In June 2013 Southern Alberta experienced unprecedented flooding.  During the emergency response, federal Fisheries Act authorizations were issued to the City of Calgary with the provision that habitat loss during the response would be compensated for at a later date.  As compensation, a 1-kilometer long side-channel was constructed within a historic floodplain avulsion route of the Bow River.  The work was designed by a multidisciplinary team of river engineers, geomorphologists, landscape architects, and fisheries biologists.  The objective of the project was to maximize the aquatic and riparian habitat value of the site, while adhering to the design constraints imposed by the geomorphic characteristics of this regulated mountain river, and the urban park setting of the works.

The Bow River is a regulated, high energy mountain watercourse with a hydrologic record of long periods of in-activity that is interrupted by extraordinary flood events.  These flood events drive major changes that mute the gradual processes that are typical of older river systems.  The reality of this watershed’s extremes meant the design of a serviceable and resilient Bow River side-channel could not rely on typical restoration built on bankfull flow and gradualist approaches. 

The side-channel’s features include meander bends, pools and riffle sequences matching observed natural conditions, cable-free large woody debris jams and bank features, vegetated mid-channel bars (islands), ephemeral avulsion channels, and varying diverse microhabitats including wetlands, terraces, and overflow routes.
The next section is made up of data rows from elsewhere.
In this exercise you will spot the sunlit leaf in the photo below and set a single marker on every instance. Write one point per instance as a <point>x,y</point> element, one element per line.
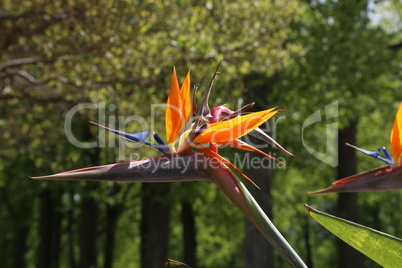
<point>380,247</point>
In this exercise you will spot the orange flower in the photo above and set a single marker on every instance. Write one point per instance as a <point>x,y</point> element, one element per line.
<point>179,108</point>
<point>396,138</point>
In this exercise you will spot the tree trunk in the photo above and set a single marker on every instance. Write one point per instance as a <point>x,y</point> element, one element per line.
<point>155,219</point>
<point>112,216</point>
<point>20,246</point>
<point>348,202</point>
<point>49,230</point>
<point>88,232</point>
<point>189,234</point>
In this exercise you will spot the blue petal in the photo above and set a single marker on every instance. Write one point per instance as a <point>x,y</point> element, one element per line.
<point>163,147</point>
<point>136,137</point>
<point>376,154</point>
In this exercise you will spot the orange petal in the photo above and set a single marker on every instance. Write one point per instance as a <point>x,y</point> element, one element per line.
<point>238,144</point>
<point>173,114</point>
<point>396,138</point>
<point>186,101</point>
<point>232,129</point>
<point>209,152</point>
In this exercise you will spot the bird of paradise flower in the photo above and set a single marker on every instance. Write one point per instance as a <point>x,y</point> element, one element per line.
<point>385,178</point>
<point>193,155</point>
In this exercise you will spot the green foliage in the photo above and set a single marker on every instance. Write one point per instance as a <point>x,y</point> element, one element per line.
<point>122,53</point>
<point>382,248</point>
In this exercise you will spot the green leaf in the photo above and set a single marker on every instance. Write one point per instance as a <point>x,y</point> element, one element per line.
<point>380,247</point>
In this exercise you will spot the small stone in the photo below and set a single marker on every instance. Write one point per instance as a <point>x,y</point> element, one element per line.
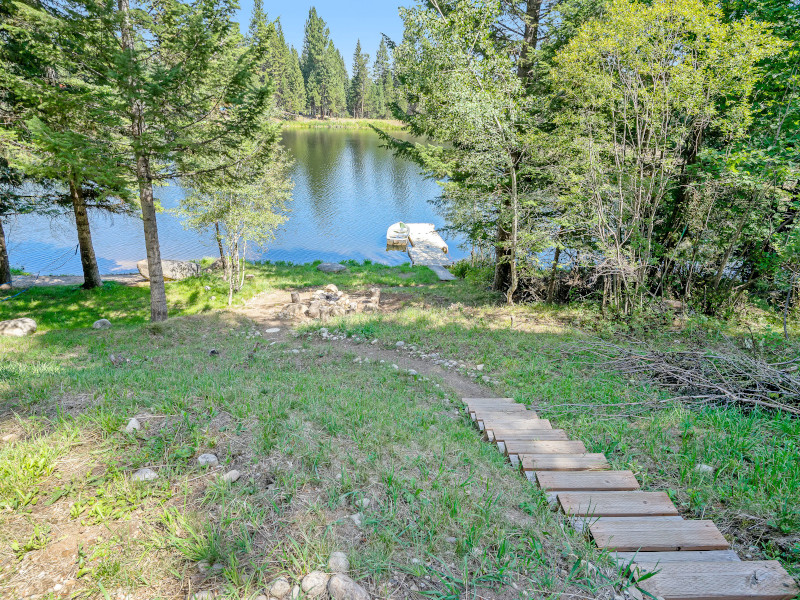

These features were designed based on literature-supported preferred habitats and habitat suitability indices of resident sport and non-sport fish. The works were also designed to provide varying levels of functional habitat during low flow and flood events on this regulated river.

 Constructability and a ‘lowest bidder’ tender environment were also important considerations for the design team.  Unique solutions were developed including: a digital base-grade and feature-grade that allowed the contractor to make rough-cut and detailed features without excessive field fitting; screening of the native alluvium for cobble armour and bed gravels to minimize haul; and, a selection of landscaping complexes based on elevation from the vegetation trimline.

The channel was constructed in the spring and summer 2017 and is currently in post-construction monitoring.